Nederland telt zes hindoescholen met leerlingen van vooral Surinaamse afkomst. De behoefte van hindoestaanse ouders om hun kinderen aan deze scholen in te schrijven, neemt toe en nieuwe scholen zijn in oprichting. Net als andere religieuze en zwarte scholen in ons land, hebben hindoescholen te maken met een negatief imago. De leraren worden vooral geselecteerd op grond van hun geloof. Kinderen krijgen naast het Nederlandse curriculum en religieuze lessen ook onderwijs in Hindi. Voor haar proefschrift onderzocht Roelsma zes islamitische, openbare en hindoe lagere scholen in Den Haag en vergeleek de resultaten van de Cito-scores. Ze hanteerde daarvoor negen kwaliteitsindicatoren. Roelsma komt tot de opmerkelijke conclusie dat ondanks het feit dat het curriculum voor de hindoe kinderen zwaarder is omdat het meer vakken telt, de scores van de kinderen goed zijn. De meeste adviezen voor vervolgscholen zijn die voor havo en vwo en de leerlingen worden goed voorbereid op deelname aan de samenleving. De kinderen identificeren zich zo sterk met de school, dat oud-leerlingen later verklaren hun kinderen er ook heen te willen sturen. Ook de onderwijsinspectie is erg te spreken over de prestaties van de hindoescholen.
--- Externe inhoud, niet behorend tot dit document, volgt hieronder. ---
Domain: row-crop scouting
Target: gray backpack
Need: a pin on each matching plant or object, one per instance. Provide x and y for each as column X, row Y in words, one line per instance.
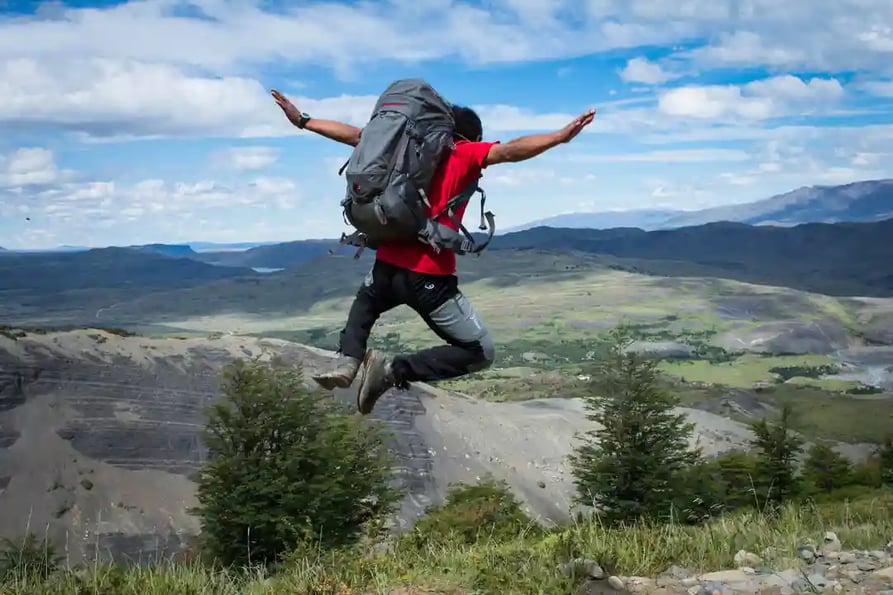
column 389, row 174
Geen belemmering voor integratie
Roelsma verklaart de goede prestaties uit een aantal factoren. In de eerste plaats zorgt de relatief kleine hindoestaanse gemeenschap, waar iedereen elkaar kent, ervoor dat de kinderen persoonlijk opgevangen en begeleid worden. Sommige onderwijzers zijn familieleden, die kinderen stimuleren en motiveren. Kinderen op hun beurt doen dan extra hun best om goed te presteren. In de tweede plaats willen hindoe immigranten bewijzen dat ze tot de succesvolle immigranten behoren en integreren zij snel. Zij zijn over het algemeen ambitieus en prestatiegericht en verwachten dat van de hindoeschoelen en van hun kinderen. Volgens Roelsma gaat de conclusie voor hindoescholen niet op dat er een relatie bestaat tussen religieuze achtergrond en onderwijsprestaties. In tegendeel, voor de hindoescholen geldt dat hun werkwijze integratie in het geheel niet belemmert.